He had not collected much more when he heard his name being called urgently in the distance. He knew before he looked up that it was not his parents. As his gaze shifted upward again, he was not surprised to see Sraikura, but his curiosity was mildly fueled by the apparent urgency in her approach as she ran across the open field toward him, her wild red hair streaming behind her, flapping her hands in agitation as she ran.
Sraikura was around his own age, but other than age and looks she was largely a mystery. The Kehnmark family, whose farm bordered his parents’, had found her hiding in the forest as a child. Despite their efforts in the years since, she never seemed to lose the feral nature she showed when she was first found, nor did she gain much ability to speak or to comply with normal manners.

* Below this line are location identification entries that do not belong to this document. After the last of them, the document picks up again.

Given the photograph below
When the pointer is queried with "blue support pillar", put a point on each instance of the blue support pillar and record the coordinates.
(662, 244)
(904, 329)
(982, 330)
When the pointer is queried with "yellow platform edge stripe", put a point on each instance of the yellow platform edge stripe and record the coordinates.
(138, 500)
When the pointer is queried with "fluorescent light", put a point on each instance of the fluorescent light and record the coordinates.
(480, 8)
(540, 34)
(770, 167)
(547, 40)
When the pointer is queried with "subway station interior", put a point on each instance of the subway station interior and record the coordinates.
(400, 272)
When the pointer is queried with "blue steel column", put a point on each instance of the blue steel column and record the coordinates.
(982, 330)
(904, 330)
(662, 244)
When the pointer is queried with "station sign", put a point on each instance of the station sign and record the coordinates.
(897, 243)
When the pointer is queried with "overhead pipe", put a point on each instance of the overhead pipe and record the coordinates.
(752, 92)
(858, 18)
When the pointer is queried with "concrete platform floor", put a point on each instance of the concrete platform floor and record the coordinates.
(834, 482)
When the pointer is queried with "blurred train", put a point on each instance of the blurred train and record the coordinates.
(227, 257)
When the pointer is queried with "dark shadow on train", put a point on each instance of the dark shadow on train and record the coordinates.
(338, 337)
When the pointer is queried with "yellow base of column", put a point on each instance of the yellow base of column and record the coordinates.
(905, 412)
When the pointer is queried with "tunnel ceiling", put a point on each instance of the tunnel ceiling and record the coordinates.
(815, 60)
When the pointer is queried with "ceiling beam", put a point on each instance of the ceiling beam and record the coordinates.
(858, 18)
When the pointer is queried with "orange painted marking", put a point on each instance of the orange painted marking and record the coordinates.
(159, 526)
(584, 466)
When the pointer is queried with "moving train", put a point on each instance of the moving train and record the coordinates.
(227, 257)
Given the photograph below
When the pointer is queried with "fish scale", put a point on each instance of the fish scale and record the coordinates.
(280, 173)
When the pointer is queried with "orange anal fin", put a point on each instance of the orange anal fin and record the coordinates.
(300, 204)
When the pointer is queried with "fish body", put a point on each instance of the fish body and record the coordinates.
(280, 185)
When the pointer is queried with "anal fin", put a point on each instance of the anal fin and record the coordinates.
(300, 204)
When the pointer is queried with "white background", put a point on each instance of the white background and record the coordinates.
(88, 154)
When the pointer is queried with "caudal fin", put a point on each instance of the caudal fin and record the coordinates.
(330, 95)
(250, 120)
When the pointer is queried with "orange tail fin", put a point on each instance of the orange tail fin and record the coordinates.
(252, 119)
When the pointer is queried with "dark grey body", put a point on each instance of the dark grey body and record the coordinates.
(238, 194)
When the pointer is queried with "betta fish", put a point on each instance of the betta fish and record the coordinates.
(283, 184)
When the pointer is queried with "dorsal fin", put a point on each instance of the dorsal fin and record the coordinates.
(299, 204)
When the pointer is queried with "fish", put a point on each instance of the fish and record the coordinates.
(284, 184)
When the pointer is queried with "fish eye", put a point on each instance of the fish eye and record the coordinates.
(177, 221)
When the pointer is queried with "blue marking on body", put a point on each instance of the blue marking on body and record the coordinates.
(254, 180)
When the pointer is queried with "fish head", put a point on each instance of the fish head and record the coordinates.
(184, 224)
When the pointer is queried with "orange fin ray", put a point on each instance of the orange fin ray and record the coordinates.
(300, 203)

“Mirickar!” Sraikura yelled again as she drew near. “Mirickar!” The way she said his name, the last letter was almost entirely dropped.
“What is it now, Sraikura?” he answered when she reached him. After growing up with her, he knew she could become agitated at seemingly simple things. One time, she had been in tears and clung to him for a reason he had never grasped, apparently having something to do with a leaf floating away on a stream.
“Home! Home! Bad! Bad men! Home!” Sraikura cried out, grabbing one of his arms and pulling at him. “Home!”
Curiosity gave way to alarm. Her speech was worse than usual, and despite the confusion that seemed to swirl around her, Mirickar had never known her to raise a false alarm. Thoughts of greens and mushrooms were gone in an instant. He following her at a run across the field toward their homes.
When they reached the edge of the field, he pushed past her to take the lead. They ran along the narrow path that led through the small stand of trees to the edge of the tilled fields that were part of his family’s farm. He could hear her panting behind them as they ran, and at times she made a soft keening sound that made him worry even more. No amount of worries could prepare him for the scene that met his eyes when they burst out of the woods onto the field that had been planted with beets just a fortnight ago.
Mirickar stopped suddenly and stared, instinctively holding out a hand to stop Sraikura from running past him. On the far side of the field, black smoke was billowing out of his family’s cottage, and flames were licking up the building through the windows. Dark shapes were moving between the cottage and the barn, but they seemed too small to be men. He glanced back at Sraikura. The panic he felt was written clearly on her face.
“Stay!” he hissed, abruptly dropping his basket and holding up his hands to emphasize the command. “Stay here!”
Without waiting to see if she would obey him, Mirickar turned and began to run across the field. He had only his fists for weapons, but he felt he had no choice but to try to help his family. The soft-tilled ground seemed intent on clinging to his feet but he pressed on, keeping his eyes on the scene ahead and the threats that awaited him.
He slowed slightly as he realized that the attackers were not human. He wondered, could these be kurakvin? None had been seen in the kingdom since before he was born. He had little time to ponder the question. One of the short figures noticed his approach and set out toward him, raising its short sword and giving a war yell as it did.
Mirickar remembered a trick that had been used against him when he got into a fight with another boy years ago. Before his attacker could reach him, he slowed and stooped to grab a handful of the sandy soil. He was barely upright again when his attacker, shorter than him but heavier with thick-looking skin, reached him and jabbed its blade toward Mirickar’s chest. He darted to one side and flung the dirt into his attacker’s face. The sudden pain in one arm let him know he hadn’t moved fast enough.
Pushing awareness of the pain to the back of his mind, Mirickar swung his fist at his attacker’s head as it slowed to clear its vision. The jarring impact made his hand and arm hurt, but it also sent the creature to its knees. Mirickar was briefly glad that years of hard work on the farm had kept him from being too weak for a solid fight. He did not linger over the thought but instead pounced on his attacker, driving it to the ground.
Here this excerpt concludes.